I think I’ve already addressed the other comments, so … Thanks to everyone for weighing in so thoughtfully. I believe these issues with regard to activities in our nature preserves will continue to come up, so it’s good practice!

Posted by Gerd, a resident of Stanford,
on Mar 13, 2023 at 6:15 pm

Gerd is a registered user.

The letter of the law?
When somebody refers to the 'letter of the law' they usually violate it's spirit, which is exactly what's happening here. Assemblymember Laura Friedman introduced her AB1909 or OmniBike bill to reduce some of the nonsense ebike-discrimination that is still happening against old people and families, but apparently less so against the spandex crowd: Web Link
But exactly those spandex crowd also known as the "strong and confident" urged her to water the bill down and leave more power to local jurisdiction. Believing in the good of the people Laura Friedman changed the bill. But with great power comes great responsibility and of course Palo Alto and their BPAC weren't ready for that. They are using a bill whose spirit was about reducing discrimination and go strictly by the "letter of the law" instead.
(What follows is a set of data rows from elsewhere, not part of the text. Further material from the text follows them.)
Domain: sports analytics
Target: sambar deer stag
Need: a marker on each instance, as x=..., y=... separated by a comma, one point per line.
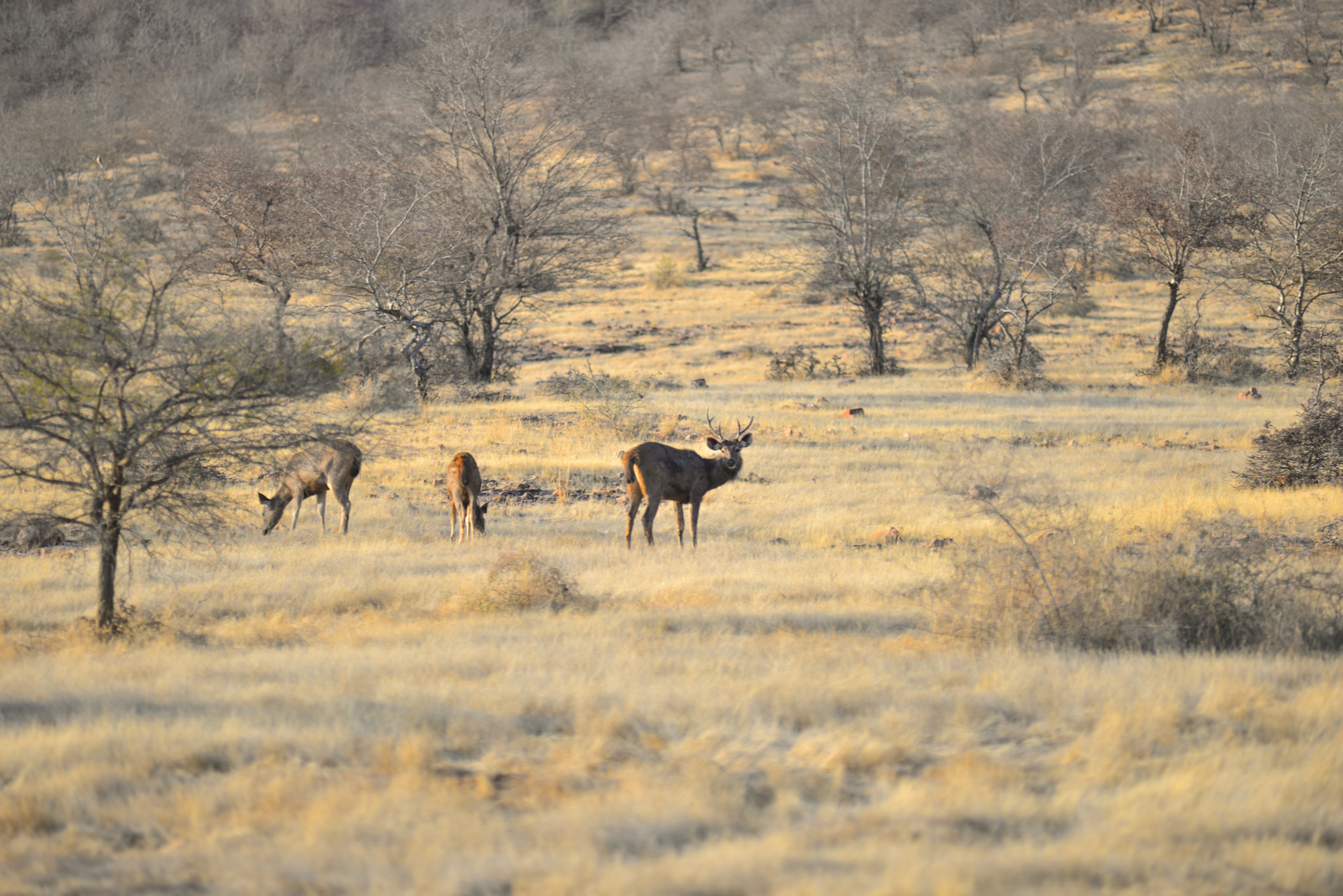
x=320, y=468
x=464, y=495
x=656, y=472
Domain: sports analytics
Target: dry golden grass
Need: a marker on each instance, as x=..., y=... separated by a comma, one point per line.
x=775, y=712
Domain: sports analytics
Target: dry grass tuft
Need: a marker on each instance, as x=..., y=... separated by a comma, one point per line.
x=523, y=581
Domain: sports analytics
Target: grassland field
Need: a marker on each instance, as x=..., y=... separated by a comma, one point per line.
x=774, y=712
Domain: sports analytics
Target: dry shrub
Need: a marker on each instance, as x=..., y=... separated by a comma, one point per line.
x=1224, y=586
x=523, y=581
x=1208, y=360
x=666, y=275
x=1310, y=453
x=1016, y=367
x=801, y=363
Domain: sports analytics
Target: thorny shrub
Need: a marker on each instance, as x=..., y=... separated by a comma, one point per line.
x=1016, y=367
x=607, y=399
x=523, y=581
x=666, y=275
x=801, y=363
x=1310, y=453
x=1225, y=586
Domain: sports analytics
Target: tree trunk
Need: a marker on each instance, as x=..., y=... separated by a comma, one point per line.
x=1162, y=339
x=277, y=322
x=108, y=513
x=872, y=308
x=1294, y=347
x=488, y=347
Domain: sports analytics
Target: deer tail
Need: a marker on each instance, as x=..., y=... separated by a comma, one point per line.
x=628, y=459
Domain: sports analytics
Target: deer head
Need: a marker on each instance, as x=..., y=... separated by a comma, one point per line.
x=731, y=449
x=270, y=511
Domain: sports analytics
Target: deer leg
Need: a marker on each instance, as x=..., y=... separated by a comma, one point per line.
x=343, y=499
x=654, y=500
x=298, y=503
x=635, y=496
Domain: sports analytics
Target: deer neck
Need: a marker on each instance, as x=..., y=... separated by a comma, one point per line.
x=719, y=472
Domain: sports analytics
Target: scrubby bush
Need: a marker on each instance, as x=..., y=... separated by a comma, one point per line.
x=1225, y=587
x=1017, y=367
x=1208, y=360
x=521, y=581
x=666, y=275
x=801, y=363
x=609, y=399
x=1310, y=453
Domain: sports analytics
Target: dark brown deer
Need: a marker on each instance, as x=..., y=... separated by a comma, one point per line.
x=656, y=472
x=320, y=468
x=464, y=495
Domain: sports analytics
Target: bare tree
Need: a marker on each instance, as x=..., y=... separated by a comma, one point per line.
x=387, y=243
x=262, y=233
x=1158, y=14
x=1295, y=262
x=1195, y=206
x=688, y=214
x=517, y=146
x=1008, y=231
x=119, y=386
x=858, y=155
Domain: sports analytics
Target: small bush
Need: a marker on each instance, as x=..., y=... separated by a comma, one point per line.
x=1076, y=308
x=666, y=275
x=1222, y=587
x=801, y=363
x=521, y=581
x=1310, y=453
x=607, y=399
x=1209, y=360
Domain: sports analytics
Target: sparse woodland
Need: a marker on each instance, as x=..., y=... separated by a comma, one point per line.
x=1030, y=579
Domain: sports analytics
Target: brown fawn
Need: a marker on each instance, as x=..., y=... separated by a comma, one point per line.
x=656, y=472
x=320, y=468
x=464, y=495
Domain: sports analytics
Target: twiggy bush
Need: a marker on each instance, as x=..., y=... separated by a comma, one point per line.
x=801, y=363
x=1208, y=360
x=521, y=581
x=606, y=399
x=1310, y=453
x=1226, y=587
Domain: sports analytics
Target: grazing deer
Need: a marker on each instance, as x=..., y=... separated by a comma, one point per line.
x=656, y=472
x=464, y=494
x=320, y=468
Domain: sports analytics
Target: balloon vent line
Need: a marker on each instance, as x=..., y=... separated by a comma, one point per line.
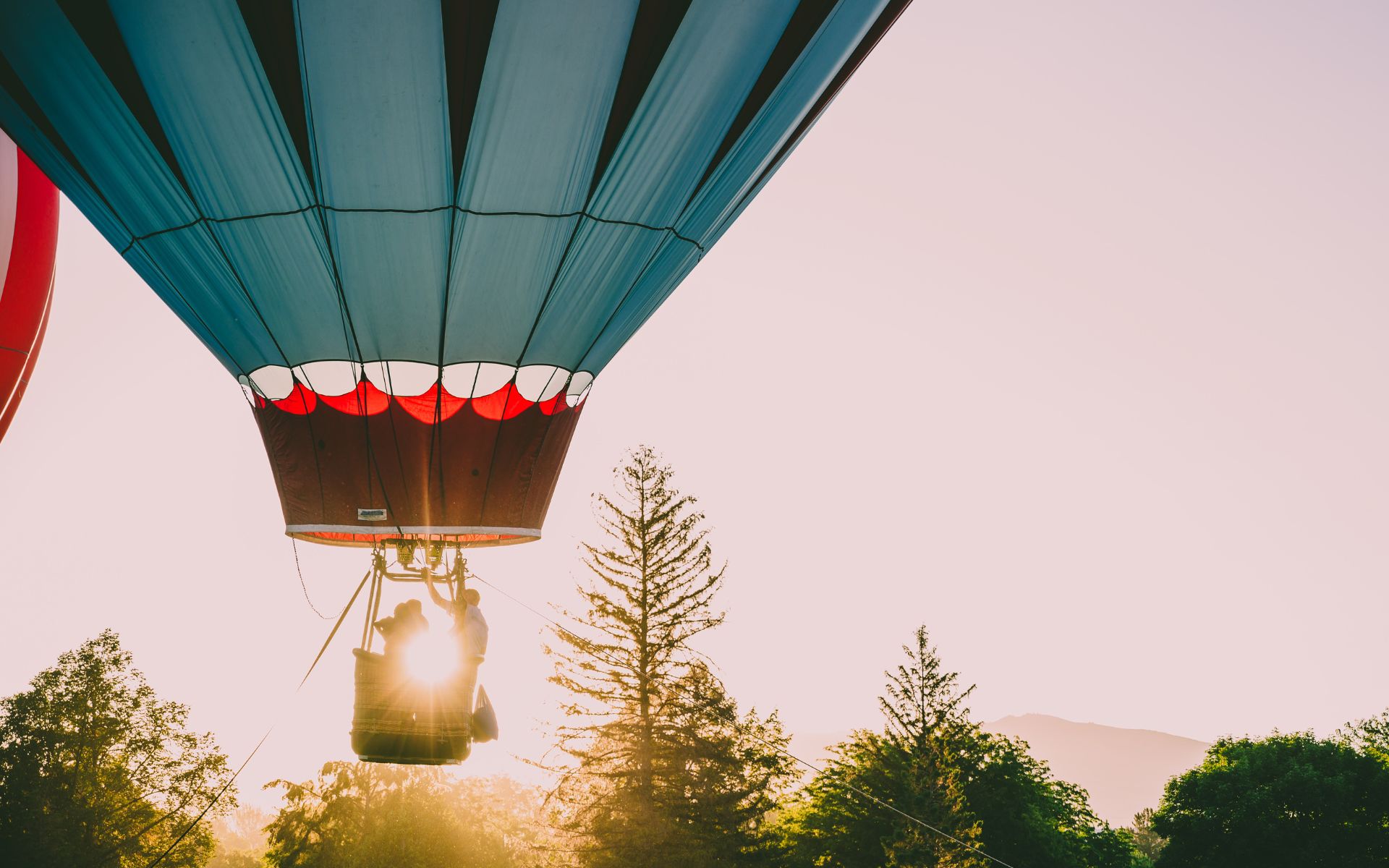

Dear readers, if you are surprised the author of this article, who usually poses as a "climate activist" or "avid cyclist" would promote an Ebike ban - don't be.
A lot of American "climate activists" or "avid cyclists" pose as such but clearly are not. A lot of the "strong and confident" cyclists in America have been out and about discriminating against the All-Ages-All-Abilities at least since the 1970s. In cycling circles Palo Alto is infamous for two "bicycle advocates" named John Forester and Ellen Fletcher and constructs like "vehicular cycling" and "bicycle boulevards". These constructs are all about "only the strong survive" and real bicycle advocates - the ones that use research, data, best practices - regard them as discriminating and anti-climate.
"US Bicycle Capital" Davis, CA started real bicycle promotion in the 60s and 70s and used bike lanes. Palo Alto however promoted "vehicular cycling" instead. Long story short, along the way Davis reached bike mode shares of 25%-30% - whereas Palo Alto's decreased from 10% in 1980 to 5.8% by 1990.
thanks to Palo Alto Bicycle Advocacy like this.